It's imperative, then, to have a thorough, grounded education in optimizing and utilizing typography to create a balanced, harmonious, accessible hierarchy of content, when working on the web.

SEE ALSO: 10 Firefox Add-Ons for Designers

To help you improve and learn more about typography, we have compiled 25 useful tools and resources, from fundamentals to modular scales.

Have we left out your favorite typography tool or resource? If so, please share your recommendations with other readers in the comments.

1. Typekit

Founded in 2008, Typekit offers a library of fonts, from old classics to new favorites, which can be used on the web. Built around web standards, it's a subscription-based library of hosted, high-quality fonts to use on websites. Typekit is also actively integrating its service into other platforms, such as WordPress. The attention to detail and flexibility of Typekit is impressive, as you add fonts to your site, you can customize how they're applied before publishing any changes. The kit editor lets you apply your fonts to CSS classes, IDs or any HTML tag in your markup. You can also add font names directly to the font stacks in your stylesheet, with advanced control over how fonts are loaded on the page and updated in real time.
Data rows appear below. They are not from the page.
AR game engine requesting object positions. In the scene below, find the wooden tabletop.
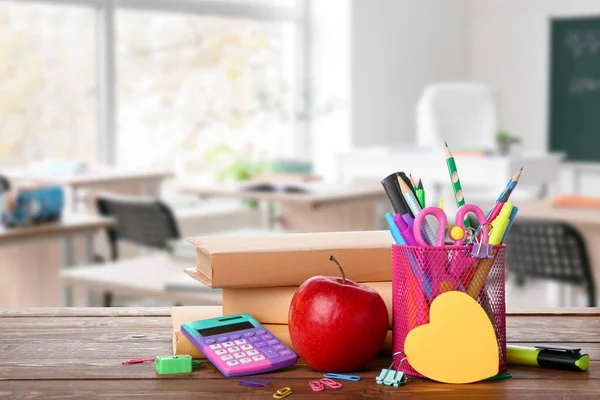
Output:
[0,308,600,400]
[179,182,385,208]
[0,214,115,244]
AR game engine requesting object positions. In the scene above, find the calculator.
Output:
[181,314,298,376]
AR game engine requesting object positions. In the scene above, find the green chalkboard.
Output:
[549,17,600,161]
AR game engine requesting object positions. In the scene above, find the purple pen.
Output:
[402,213,415,229]
[394,214,417,246]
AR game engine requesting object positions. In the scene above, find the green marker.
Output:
[444,142,471,229]
[417,179,425,208]
[506,345,590,372]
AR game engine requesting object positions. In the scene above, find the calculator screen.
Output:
[198,321,254,336]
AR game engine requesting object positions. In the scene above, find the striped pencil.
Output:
[444,142,471,229]
[398,178,436,246]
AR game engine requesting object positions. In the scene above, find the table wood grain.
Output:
[0,308,600,400]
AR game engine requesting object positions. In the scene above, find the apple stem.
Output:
[329,256,346,285]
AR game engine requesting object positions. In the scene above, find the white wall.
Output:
[351,0,471,147]
[309,0,352,178]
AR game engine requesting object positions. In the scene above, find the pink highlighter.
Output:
[394,214,417,246]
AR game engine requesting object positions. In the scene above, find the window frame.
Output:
[10,0,311,165]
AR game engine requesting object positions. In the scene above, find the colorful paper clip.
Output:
[238,378,271,387]
[375,352,406,387]
[319,378,342,389]
[273,387,292,399]
[309,381,325,392]
[323,373,360,381]
[121,358,155,365]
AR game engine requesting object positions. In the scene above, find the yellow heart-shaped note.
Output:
[404,291,499,383]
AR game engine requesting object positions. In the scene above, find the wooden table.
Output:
[0,214,115,306]
[179,181,387,232]
[0,308,600,400]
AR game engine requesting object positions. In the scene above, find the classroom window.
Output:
[116,9,297,181]
[0,0,97,166]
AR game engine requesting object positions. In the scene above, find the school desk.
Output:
[514,199,600,306]
[179,181,387,232]
[2,166,173,211]
[0,214,115,307]
[0,308,600,400]
[60,254,222,307]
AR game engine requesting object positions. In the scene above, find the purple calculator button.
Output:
[262,347,279,358]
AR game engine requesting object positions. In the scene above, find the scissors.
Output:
[414,204,488,298]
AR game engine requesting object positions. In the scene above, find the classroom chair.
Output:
[505,219,596,307]
[96,195,181,307]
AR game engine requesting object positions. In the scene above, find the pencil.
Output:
[444,142,471,229]
[417,178,425,208]
[398,177,436,246]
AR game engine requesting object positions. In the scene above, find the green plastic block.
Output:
[156,354,192,375]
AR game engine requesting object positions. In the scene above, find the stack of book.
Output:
[172,231,392,357]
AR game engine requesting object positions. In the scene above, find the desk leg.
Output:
[61,236,73,307]
[260,200,275,230]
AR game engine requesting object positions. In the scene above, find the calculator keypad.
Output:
[205,330,293,374]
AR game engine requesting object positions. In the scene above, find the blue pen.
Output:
[502,206,519,243]
[385,212,406,246]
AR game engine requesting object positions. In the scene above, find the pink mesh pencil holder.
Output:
[392,244,506,376]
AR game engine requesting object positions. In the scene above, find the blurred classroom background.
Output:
[0,0,600,308]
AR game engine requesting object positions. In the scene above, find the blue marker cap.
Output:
[385,213,406,246]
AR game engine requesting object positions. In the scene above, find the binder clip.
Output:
[471,243,494,258]
[375,352,407,387]
[471,222,494,258]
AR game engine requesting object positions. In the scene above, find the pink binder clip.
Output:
[321,378,342,389]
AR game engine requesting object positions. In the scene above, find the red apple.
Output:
[289,256,388,372]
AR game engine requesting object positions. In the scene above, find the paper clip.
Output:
[323,373,360,381]
[273,387,292,399]
[320,378,342,389]
[375,351,406,387]
[238,378,271,387]
[121,358,155,365]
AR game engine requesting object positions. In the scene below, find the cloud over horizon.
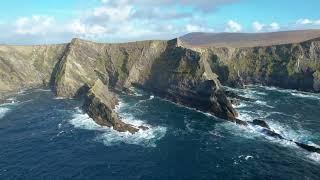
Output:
[0,0,320,44]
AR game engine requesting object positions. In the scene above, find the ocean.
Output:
[0,86,320,180]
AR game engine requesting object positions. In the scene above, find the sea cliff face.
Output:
[0,31,320,132]
[0,44,66,99]
[0,39,237,133]
[181,31,320,92]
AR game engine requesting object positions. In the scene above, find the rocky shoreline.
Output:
[0,31,320,146]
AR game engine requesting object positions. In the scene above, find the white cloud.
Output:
[66,20,108,38]
[269,22,280,31]
[296,18,320,25]
[185,24,214,32]
[296,19,313,24]
[252,21,266,32]
[15,15,55,35]
[225,20,242,32]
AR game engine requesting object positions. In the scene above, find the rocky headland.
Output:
[0,31,320,151]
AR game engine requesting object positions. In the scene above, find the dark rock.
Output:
[83,80,139,134]
[225,90,254,102]
[235,119,248,126]
[294,142,320,154]
[138,126,149,131]
[262,129,285,139]
[229,98,241,106]
[250,119,270,129]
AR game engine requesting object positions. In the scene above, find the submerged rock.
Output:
[251,119,270,129]
[83,79,139,134]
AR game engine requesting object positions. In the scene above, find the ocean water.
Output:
[0,86,320,180]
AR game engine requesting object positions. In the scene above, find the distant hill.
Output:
[179,30,320,48]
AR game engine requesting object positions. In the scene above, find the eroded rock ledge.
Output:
[83,79,139,134]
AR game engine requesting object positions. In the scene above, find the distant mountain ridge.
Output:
[179,30,320,48]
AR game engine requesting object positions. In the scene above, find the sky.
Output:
[0,0,320,44]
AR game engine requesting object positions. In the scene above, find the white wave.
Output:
[70,109,167,147]
[33,88,51,92]
[0,106,10,119]
[232,102,248,109]
[129,87,144,96]
[291,92,320,100]
[255,100,274,108]
[244,156,253,161]
[268,121,312,143]
[53,97,66,100]
[307,153,320,163]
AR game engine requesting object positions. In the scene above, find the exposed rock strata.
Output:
[0,30,320,135]
[83,80,139,134]
[180,30,320,92]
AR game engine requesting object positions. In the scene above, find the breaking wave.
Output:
[291,92,320,100]
[69,106,167,147]
[0,106,10,119]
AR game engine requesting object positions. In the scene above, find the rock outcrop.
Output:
[180,30,320,92]
[0,29,320,132]
[83,79,139,134]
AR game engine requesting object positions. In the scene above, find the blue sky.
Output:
[0,0,320,44]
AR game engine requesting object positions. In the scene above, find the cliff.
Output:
[0,31,320,131]
[83,79,139,133]
[0,39,237,133]
[180,30,320,92]
[0,44,66,98]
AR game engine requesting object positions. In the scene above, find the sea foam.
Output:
[0,106,10,119]
[69,106,167,147]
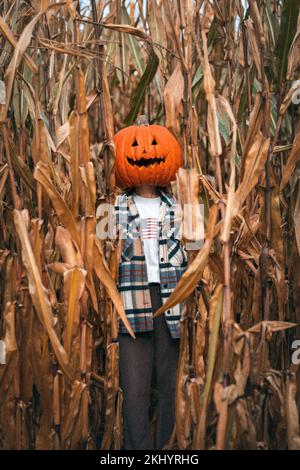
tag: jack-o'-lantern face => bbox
[114,125,182,188]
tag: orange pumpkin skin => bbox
[114,125,182,188]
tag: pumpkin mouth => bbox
[127,157,166,167]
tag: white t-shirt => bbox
[133,194,161,282]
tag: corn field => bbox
[0,0,300,450]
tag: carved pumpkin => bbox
[114,120,182,188]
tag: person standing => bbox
[115,115,187,450]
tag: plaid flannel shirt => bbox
[115,188,187,338]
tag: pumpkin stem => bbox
[136,114,149,126]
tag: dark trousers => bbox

The browsing interface is well organized. You can look through every font's weight and style, and see multiple samples at all sizes against different colored backgrounds.

2. Typecast

Recently acquired by Monotype, Typecast provides a platform to quickly style type in the browser and check for readability, rendering and beauty as you work. There are over 23,000 web fonts to pick from, meaning you can easily create a web-ready type system with real content. You can access web fonts from Typekit, Fontdeck, Google Web Fonts and Monotype's Fonts.com. Being able to compare fonts side by side on full-length text without having to create screenshots, assemble comps or hand-code CSS is a huge plus. You can style a typeface in precise detail as you design, and standards-compliant code is produced behind the scenes.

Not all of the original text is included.